If there is something that absolutely inspires the art nerd in me, it’s the totally whacked out materials used by some artists. Blood. PeaRoeFoam. A stuffed angora goat. Which is why I was quite excited to find a pizza crust in the Gabriel Orozco retrospective when I visited MoMA last week. The above crust, part of the piece Working Tables, resides in the museum’s stately permanent collection. (It is very important crust.) Which got me wondering: what exactly does a museum do with crust? Is it Orozco’s original crust? Or is it replaced regularly with fresh crust? And what about crust munchers like roaches and mice?

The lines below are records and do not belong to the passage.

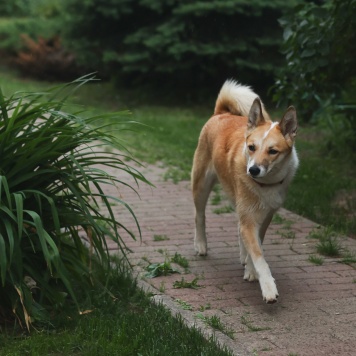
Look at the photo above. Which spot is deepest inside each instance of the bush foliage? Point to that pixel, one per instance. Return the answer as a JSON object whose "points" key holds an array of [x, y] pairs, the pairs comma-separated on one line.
{"points": [[320, 70], [181, 43], [51, 194]]}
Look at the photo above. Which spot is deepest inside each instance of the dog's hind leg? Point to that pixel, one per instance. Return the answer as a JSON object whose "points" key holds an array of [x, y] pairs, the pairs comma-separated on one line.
{"points": [[203, 181]]}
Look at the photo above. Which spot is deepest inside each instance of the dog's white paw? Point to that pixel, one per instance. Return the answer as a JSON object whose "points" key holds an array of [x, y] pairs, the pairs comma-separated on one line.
{"points": [[250, 273], [269, 291], [201, 248]]}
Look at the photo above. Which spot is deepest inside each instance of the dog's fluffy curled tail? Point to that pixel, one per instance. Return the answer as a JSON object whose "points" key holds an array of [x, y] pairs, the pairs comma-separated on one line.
{"points": [[236, 99]]}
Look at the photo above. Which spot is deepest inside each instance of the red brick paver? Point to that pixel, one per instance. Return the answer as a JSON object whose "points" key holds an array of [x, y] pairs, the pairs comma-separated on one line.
{"points": [[316, 311]]}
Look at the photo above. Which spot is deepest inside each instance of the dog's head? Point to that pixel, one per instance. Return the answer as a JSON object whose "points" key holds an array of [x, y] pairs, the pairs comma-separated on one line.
{"points": [[268, 143]]}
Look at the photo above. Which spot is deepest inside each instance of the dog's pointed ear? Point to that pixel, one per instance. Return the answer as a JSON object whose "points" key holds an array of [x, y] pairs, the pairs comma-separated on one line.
{"points": [[289, 124], [255, 116]]}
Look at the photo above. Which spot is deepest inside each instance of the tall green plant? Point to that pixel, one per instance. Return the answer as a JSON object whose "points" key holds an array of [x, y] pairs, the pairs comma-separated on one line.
{"points": [[52, 172]]}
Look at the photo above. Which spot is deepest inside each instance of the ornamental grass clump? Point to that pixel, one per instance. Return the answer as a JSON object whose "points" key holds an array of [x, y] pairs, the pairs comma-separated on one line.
{"points": [[52, 173]]}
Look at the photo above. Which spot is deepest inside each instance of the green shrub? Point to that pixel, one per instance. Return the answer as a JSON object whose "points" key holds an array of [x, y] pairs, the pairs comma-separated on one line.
{"points": [[319, 42], [51, 191], [178, 44], [11, 30]]}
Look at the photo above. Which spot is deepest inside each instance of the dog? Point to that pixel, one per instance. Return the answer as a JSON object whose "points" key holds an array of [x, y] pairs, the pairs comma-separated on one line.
{"points": [[254, 159]]}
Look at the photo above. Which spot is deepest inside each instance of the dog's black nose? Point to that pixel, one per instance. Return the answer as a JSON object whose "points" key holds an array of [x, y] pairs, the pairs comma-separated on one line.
{"points": [[254, 171]]}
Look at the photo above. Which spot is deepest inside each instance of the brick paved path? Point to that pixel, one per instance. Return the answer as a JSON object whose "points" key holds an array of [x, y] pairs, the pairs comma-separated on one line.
{"points": [[316, 311]]}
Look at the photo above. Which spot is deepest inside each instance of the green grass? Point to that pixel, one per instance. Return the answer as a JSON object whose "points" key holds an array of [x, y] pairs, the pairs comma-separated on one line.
{"points": [[122, 322]]}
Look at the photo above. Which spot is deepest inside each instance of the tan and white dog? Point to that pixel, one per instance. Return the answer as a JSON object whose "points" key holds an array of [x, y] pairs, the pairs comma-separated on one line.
{"points": [[254, 159]]}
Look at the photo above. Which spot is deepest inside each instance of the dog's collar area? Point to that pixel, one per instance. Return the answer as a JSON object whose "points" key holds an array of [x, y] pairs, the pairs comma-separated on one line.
{"points": [[262, 185]]}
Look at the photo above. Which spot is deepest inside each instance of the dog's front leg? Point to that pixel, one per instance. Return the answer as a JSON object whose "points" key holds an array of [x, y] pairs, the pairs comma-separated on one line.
{"points": [[256, 266]]}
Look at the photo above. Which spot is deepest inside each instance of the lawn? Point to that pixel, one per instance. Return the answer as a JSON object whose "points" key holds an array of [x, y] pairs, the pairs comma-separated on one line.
{"points": [[119, 321]]}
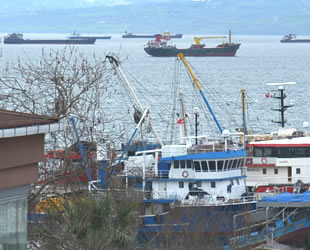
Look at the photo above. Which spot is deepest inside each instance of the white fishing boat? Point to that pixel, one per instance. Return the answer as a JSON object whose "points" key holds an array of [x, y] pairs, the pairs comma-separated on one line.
{"points": [[280, 160]]}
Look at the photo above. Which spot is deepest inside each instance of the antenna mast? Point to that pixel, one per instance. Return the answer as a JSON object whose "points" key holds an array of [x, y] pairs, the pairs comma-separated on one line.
{"points": [[281, 97]]}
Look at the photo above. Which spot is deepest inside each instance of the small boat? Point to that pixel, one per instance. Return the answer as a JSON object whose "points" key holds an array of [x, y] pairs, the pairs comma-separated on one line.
{"points": [[291, 38], [78, 36], [132, 35], [279, 160], [162, 49], [192, 188], [17, 38]]}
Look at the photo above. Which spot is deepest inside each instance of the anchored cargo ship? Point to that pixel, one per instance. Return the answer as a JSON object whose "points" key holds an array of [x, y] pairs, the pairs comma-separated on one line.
{"points": [[291, 38], [16, 38], [131, 35], [160, 48], [78, 36]]}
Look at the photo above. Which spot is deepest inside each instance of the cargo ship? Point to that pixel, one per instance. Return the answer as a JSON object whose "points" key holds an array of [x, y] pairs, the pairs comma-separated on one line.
{"points": [[161, 48], [131, 35], [17, 38], [291, 38], [78, 36]]}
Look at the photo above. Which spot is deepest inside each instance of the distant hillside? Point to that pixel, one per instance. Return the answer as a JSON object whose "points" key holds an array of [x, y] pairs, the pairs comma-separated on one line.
{"points": [[276, 17]]}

For answers to these burning questions, we turned to MoMA’s associate sculpture conservator Roger Griffith, who has worked in the museum’s conservation lab for more than a decade. Griffith, it turns out, has some experience dealing with art objects made of food. Among them, Janine Antoni’s Gnaw , an installation that consists of 600 lbs. each of chocolate and lard that has been gnawed by the artist. (No doubt a joy to maintain). He was also the man in charge of caring for a small block of artist-made cheese fabricated from human breast milk at a temporary MoMA exhibit several years ago. (“My job was to make sure it didn’t mold,” says Griffith. “I would just take it out of the fridge, pat it down, salt it and put it back.”) He was kind enough to give us the lowdown on pizza à la Orozco:

  • The Crust is O.G.: This is Orozco’s original crust which has been with the museum since MoMA acquired it in 2005 from the Marian Goodman Gallery.
  • It’s Part Plastic: Part of the reason this crust (which is at least five years old) still looks good — and hasn’t been attacked by critters — is because it was treated by the museum’s staff upon  arrival. When MoMA acquired Working Tables, the crust was a normal, everyday crust. But once it entered the museum’s conservation lab, it was bathed in acetone (“to remove the fatty acids, the parts that cause degradation,” explains Griffith) and then soaked in a solution of acrylic known as B-72. The acetone dissolves the fat; the acrylic replaces it. To keep it looking natural (acrylic has a tendency to shine), the conservation department spritzed it with an acetone mist to eliminate unnatural sheen. Voilà! Plasticized pizza dough that looks totally real, yet barely ages. (Like some Upper East Side ladies I know…)
  • It’s Stored in Highly Secure Packaging: When the crust isn’t on display, it’s put away in marva-seal, which according to this website, is the same packaging that the U.S. military uses to wrap its MREs (or Meals Ready to Eat). Which strikes me as incredibly handy, because if all hells break loose, we can always drop Orozco’s crust somewhere over Afghanistan — solving all manner of foreign policy woes.


  1. SanSuzie

    I’ve got something in common with Roger- I worked on Janine Antoni’s Gnaw made out of lard. I think he got the better deal.